Abstract
1- The shrinking upper tail
1-1- Better anchored or better feeling?
References
Abstract
Consumer inflation expectations are highly disperse, with some households reporting very high inflation forecasts. In recent years, disagreement in longer-run inflation expectations has fallen, reflecting compression in the upper part of the distribution. The 75th percentile of the distribution of longer-run inflation forecast has fallen 0.21 percentage points per year since 2012 and is at an all-time low. I show that the decline in long-run inflation expectations at the upper end of the distribution seems to reflect improvement in consumers’ general economic sentiment, rather than stronger anchoring of inflation expectations.
The shrinking upper tail
Panel A of Fig. 1 plots the 25th, 50th, and 75th percentiles of the distribution of longer-run inflation expectations over time.
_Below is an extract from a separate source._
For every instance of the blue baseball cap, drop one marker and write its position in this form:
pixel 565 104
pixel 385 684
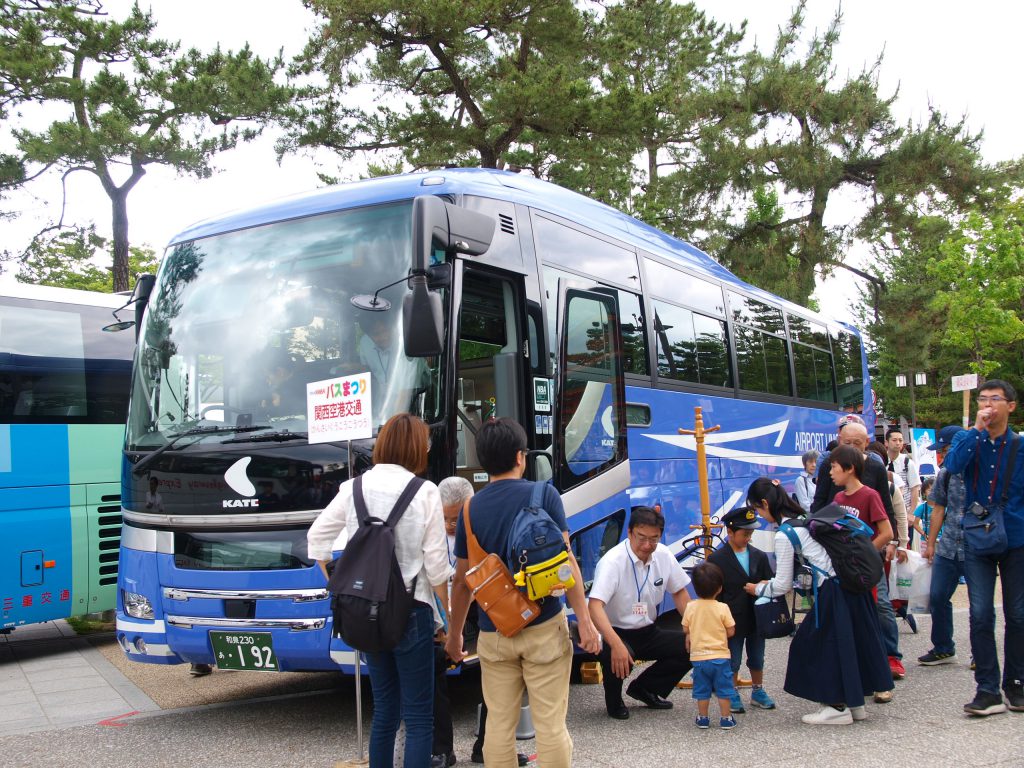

The 75th percentile shows the largest decline in the past few years, having decreased by an average of 0.21 percentage points per year since the inflation targeting announcement in 2012. The median and 25th percentile have fallen by an average of 0.07 and 0.05 percentage points per year, respectively, since 2012.3 Higher portions of the distribution have also fallen—e.g. the 90th percentile by an average of 6 percentage points per year since 2012, from above 60% to around 15%. Another way to see the movement away from extreme high forecasts is in Panel B, which shows the falling shares of forecasts above various thresholds. Panel C shows that the interquartile range (a proxy for disagreement) has declined to an all-time low of 2 percentage points.4 This decline is attributable to the shrinking difference between the 50th and 75th percentiles (π(75, 50)), as the difference between the 25th and 50th percentiles (π(50, 25)) has remained constant. Now π(75, 50) is smaller than π(50, 25), and the difference between mean and median expectations has fallen. As the upper tail of the distribution of inflation expectations is shrinking, so are the disparities in forecasts of various groups of consumers. Most notably, the forecasts of consumers with a college degree were nearly a percentage point lower than those of consumers with only a high school education in 2014, and only 0.15 percentage points lower in 2019.